What AI bots read, what they ignore, and what an AI site is actually for. Part 1: Citation bots

We built rozz.genymotion.com to market to AI agents, like genymotion.com markets to humans.

The article examines what bots actually fetch and what bots do not fetch.

The article pulls learnings from the observed behavior.

Teaser: Q&As are pretty popular (61% corpus coverage in 21 days).

llms.txt is not (0 ClaudeBot fetches).

sitemap.xml got 209.

What’s an AI site?

rozz.genymotion.com exists alongside genymotion.com. The marketing website serves humans. The marketing website is organized in a standard way: Products, Resources, Pricing etc.

The AI site serves AI agents. The AI agents include ChatGPT, Claude, Perplexity, and the crawlers that feed them. The AI site serves AI agents by presenting content in a different way. The different way is being researched live in this Insights series.

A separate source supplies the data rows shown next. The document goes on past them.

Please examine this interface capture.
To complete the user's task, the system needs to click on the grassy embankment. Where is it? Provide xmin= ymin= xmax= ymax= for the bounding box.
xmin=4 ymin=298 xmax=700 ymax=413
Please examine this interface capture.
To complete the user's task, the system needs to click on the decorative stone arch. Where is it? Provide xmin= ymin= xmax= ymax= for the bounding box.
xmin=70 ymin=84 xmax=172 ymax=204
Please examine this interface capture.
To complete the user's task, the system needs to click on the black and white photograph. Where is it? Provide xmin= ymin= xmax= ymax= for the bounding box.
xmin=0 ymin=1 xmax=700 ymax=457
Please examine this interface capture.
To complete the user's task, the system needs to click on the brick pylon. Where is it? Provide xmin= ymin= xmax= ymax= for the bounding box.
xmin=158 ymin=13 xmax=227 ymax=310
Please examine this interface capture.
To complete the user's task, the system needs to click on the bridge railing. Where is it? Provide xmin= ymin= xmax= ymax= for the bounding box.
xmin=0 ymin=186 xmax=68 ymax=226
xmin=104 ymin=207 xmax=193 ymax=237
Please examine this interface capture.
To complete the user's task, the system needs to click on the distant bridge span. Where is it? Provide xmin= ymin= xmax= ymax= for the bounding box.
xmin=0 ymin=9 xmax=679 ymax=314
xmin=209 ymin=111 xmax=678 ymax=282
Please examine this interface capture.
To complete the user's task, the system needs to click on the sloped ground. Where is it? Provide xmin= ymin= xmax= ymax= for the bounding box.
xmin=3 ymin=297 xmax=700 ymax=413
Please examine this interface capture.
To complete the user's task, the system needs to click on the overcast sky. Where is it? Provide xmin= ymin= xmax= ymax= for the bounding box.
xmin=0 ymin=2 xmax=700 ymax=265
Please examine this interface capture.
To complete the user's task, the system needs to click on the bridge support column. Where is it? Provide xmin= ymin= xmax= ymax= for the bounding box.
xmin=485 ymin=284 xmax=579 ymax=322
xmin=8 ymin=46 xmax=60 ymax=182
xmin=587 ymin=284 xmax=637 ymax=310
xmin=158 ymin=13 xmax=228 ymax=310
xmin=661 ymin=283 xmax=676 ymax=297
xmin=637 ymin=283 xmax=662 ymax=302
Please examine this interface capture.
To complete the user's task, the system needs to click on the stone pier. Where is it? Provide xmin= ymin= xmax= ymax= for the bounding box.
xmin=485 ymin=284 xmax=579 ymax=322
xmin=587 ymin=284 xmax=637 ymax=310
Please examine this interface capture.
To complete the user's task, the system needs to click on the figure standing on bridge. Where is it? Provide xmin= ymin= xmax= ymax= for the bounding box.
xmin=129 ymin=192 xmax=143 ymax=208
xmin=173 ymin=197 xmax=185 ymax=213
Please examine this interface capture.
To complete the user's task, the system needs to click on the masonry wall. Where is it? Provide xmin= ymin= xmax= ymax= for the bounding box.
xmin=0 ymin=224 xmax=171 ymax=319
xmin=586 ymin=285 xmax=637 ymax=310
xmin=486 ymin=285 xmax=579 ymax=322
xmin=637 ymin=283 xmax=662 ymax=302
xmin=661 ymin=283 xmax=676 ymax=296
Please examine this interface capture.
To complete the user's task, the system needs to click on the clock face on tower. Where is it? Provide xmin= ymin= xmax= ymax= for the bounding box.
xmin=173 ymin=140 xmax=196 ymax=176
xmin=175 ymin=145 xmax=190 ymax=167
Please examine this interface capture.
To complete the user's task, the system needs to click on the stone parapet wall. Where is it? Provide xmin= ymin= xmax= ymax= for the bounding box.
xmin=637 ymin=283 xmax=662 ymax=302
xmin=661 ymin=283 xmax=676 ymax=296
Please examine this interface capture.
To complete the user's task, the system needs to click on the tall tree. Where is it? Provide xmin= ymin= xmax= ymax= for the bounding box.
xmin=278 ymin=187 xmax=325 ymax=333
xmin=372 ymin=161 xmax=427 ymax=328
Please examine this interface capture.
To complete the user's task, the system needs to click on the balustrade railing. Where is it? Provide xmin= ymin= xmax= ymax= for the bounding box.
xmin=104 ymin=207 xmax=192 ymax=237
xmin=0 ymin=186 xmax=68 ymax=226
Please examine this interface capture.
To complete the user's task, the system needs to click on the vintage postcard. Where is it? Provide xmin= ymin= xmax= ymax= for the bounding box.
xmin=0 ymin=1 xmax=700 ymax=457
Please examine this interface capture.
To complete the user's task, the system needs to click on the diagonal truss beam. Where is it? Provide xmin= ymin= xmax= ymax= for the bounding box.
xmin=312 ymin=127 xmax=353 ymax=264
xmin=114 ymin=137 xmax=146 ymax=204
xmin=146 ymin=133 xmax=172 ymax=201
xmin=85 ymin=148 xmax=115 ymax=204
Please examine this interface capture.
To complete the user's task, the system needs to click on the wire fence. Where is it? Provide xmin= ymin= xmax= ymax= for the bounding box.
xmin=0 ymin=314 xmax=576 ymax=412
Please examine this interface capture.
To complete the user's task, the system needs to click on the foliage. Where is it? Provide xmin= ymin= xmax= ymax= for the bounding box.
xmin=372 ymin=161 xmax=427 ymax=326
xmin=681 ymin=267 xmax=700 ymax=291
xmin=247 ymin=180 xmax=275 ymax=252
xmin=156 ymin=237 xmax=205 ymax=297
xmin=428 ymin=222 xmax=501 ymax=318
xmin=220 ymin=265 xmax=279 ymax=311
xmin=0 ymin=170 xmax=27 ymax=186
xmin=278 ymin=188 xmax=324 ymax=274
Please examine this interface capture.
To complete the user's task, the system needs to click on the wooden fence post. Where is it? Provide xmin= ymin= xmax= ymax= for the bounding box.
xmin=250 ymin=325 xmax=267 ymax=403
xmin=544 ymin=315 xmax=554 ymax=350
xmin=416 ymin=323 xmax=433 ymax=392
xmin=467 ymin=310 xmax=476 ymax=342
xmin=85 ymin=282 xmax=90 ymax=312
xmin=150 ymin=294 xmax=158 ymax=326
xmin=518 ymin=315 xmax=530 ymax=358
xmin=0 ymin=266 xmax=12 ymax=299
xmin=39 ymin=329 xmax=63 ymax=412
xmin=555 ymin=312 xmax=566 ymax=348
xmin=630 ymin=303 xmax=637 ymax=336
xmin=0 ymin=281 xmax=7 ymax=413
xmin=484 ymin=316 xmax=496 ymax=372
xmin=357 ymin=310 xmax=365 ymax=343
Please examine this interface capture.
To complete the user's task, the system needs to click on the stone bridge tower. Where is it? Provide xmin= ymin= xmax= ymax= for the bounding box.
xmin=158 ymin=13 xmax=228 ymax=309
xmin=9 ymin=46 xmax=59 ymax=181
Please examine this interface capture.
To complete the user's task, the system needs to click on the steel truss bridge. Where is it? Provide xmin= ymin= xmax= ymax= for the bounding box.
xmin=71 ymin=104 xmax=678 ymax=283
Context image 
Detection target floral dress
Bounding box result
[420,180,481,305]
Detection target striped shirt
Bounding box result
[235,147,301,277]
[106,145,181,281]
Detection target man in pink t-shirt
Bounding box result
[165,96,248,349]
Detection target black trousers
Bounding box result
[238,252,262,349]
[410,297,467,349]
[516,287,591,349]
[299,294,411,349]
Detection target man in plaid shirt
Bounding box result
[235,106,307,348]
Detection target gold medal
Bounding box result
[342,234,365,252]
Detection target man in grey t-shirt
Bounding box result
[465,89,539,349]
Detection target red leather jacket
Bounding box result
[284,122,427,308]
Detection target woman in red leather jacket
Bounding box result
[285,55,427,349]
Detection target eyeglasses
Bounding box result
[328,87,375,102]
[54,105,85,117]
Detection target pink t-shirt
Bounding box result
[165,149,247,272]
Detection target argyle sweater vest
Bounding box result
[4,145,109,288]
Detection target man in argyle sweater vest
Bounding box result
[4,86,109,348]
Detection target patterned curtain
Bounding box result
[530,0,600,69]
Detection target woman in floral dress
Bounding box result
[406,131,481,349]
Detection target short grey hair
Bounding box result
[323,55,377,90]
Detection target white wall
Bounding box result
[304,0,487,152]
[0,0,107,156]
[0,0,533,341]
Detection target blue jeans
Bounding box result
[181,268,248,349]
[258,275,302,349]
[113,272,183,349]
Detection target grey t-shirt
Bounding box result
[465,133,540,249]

The article describes weekly findings after analyzing AI-site logs in this blog series. This article zooms out. The article uses the past three weeks of clean bot-log data. The data period is Apr 29 – May 19, 2026.

Quick scope note

The bot logs exist for rozz.genymotion.com. The article’s claims concern what bots do on the AI site. The article does not make claims about the human site.

What we built

The rozz.genymotion.com AI site structure includes the following components.

545 content pages ( /pages/ ) imported and rewritten from existing Genymotion documentation, support articles, and blog tutorials.
262 Q&A pages ( /qna/ ) generated from real chatbot conversations.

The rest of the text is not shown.